The same could be said closer to home. Adam was mildly excited when he first heard about the Occupy movement. Maybe this was it, he thought. He certainly sympathised with most of the things the New York marchers were saying – even if their concerns were kind of all over the map. The excitement increased for him when the movement started to spread, and especially when it made its way into some of the large Canadian cities. But it wasn't lasting – his excitement turned to discouragement – with the protesters and the cities in which they were protesting. The protest needed a bit more focus, and the municipal governments needed a bit more flexibility. He didn't think it was all over, the occupy movement had touched a nerve and he was pretty sure that regardless of whether the campers were being evicted or not, it would have a lasting influence on the way things get done.
It would be wrong to think of Adam as a hopeless pessimist. He loved his life. He loved the fact that he could in five minutes get away from it all, even if the discarded pop cans, chip bags and granola bar wrappers were a major annoyance. He could find any number of mysteries to ponder and marvel at. He could spend hours with his iPad surfing and researching the breadth and depth of human knowledge, the things we know and have learned, but even more impressive, the number of things we don't know and the many mysteries that make human life so incredibly interesting and worthy of deep reflection. He loved finding a spot on a nearby lakeshore, summer, spring, winter or fall and looking out across the water. It always made him wonder what it is that made him think that it was so beautiful, and what it was that instilled such hope, contentment, and awe within him. But despite the wondering, he also accepted that it did indeed instill hope, contentment and awe.

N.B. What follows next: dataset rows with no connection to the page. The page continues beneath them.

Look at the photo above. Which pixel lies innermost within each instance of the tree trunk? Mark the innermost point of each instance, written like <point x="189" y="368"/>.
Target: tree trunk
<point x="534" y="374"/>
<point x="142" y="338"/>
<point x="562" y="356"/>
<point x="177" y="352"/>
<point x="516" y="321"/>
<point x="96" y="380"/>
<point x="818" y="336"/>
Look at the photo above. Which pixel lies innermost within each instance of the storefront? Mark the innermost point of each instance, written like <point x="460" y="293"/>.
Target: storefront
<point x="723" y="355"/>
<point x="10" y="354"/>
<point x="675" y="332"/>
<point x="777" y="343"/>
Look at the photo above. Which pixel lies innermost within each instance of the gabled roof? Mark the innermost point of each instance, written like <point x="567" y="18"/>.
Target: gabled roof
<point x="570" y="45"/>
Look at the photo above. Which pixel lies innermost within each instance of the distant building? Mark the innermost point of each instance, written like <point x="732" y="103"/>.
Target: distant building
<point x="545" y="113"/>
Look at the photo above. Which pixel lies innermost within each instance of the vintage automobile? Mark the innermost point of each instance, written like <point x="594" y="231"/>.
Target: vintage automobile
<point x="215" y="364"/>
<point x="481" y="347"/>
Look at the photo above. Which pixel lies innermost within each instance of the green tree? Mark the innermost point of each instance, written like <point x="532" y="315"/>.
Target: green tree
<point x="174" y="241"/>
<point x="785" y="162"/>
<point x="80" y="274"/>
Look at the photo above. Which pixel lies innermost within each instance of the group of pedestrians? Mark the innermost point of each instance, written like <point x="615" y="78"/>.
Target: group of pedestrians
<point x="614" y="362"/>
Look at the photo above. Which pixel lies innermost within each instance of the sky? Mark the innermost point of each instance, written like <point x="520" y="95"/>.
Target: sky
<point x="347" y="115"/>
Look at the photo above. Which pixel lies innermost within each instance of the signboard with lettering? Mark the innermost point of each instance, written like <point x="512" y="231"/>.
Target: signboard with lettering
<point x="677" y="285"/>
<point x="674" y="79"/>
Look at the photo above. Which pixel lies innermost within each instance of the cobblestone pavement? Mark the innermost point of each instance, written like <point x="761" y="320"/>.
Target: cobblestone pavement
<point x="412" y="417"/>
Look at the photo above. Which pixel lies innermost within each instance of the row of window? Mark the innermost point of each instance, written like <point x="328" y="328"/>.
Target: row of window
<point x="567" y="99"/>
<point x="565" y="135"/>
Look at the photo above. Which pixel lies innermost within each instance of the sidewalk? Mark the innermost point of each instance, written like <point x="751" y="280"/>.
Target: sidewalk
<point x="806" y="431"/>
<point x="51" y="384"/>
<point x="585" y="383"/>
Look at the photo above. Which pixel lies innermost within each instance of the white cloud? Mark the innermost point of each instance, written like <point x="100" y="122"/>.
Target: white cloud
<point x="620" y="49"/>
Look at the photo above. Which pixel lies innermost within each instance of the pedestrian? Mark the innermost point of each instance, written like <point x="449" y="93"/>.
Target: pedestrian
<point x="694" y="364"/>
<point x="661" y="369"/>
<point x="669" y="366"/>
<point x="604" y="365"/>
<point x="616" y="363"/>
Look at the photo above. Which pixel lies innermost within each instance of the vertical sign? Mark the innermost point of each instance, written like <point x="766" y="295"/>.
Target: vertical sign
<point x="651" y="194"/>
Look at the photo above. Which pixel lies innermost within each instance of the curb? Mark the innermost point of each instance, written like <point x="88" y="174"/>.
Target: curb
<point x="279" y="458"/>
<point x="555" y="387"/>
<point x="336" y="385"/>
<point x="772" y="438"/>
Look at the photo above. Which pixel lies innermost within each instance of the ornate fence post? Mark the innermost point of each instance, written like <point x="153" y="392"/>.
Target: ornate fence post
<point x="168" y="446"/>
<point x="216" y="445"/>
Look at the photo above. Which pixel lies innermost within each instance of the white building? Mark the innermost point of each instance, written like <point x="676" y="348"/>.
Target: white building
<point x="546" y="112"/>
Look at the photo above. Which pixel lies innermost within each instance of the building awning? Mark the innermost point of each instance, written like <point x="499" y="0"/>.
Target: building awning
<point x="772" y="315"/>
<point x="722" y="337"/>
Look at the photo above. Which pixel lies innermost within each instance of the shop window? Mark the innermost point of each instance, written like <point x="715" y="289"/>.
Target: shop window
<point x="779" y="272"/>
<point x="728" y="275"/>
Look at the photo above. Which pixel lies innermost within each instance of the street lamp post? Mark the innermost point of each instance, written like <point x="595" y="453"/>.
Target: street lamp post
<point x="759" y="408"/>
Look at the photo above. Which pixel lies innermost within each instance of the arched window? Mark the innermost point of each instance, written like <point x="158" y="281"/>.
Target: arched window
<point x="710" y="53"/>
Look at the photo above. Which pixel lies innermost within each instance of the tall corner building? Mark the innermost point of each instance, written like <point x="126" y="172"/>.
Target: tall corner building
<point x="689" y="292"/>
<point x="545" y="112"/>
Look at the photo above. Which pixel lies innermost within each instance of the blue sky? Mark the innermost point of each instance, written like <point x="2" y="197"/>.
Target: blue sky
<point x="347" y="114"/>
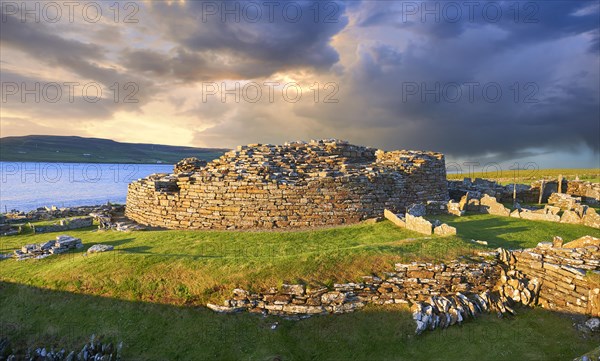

It also gave him some context for the reset button that he could hardly wait for. He wouldn't express it as faith – at least not with that word, it wasn't part of who he is. But it was spiritual – more about heart than head, although for Adam you could not separate the two into discrete little pieces. He knew from literature classes and his prolific reading regimen that there were biblical and scientific examples of the so called reset button, whether it was the flood and Noah, or the mighty impact that had ended the evolutionary journey of the dinosaurs, the virus plagues that had swept across continents, or the story of Jesus, Buddha, and Mohammed to name only three which had created reset button experiences of their own to change the course of history.
The reset button that Adam could hardly wait for was not the depressing desire of someone who couldn't see any other way. It was a hopeful belief that things can get better, that human institutions can change, perhaps in an evolutionary, gradually changing way or perhaps by hitting a reset button which changes the game, gives an opportunity to start afresh. It was also a hopeful, heartful sense that something, someone, some power, some force, some presence was at work in the world, directing, guiding, instilling desire, creating love: for beauty, for relationship, for higher purpose.
Adam could hardly wait, but that didn't mean that he couldn't wait at all. Besides there were things he could do while he waited, and there were things beyond his control. And so he waited....Amen.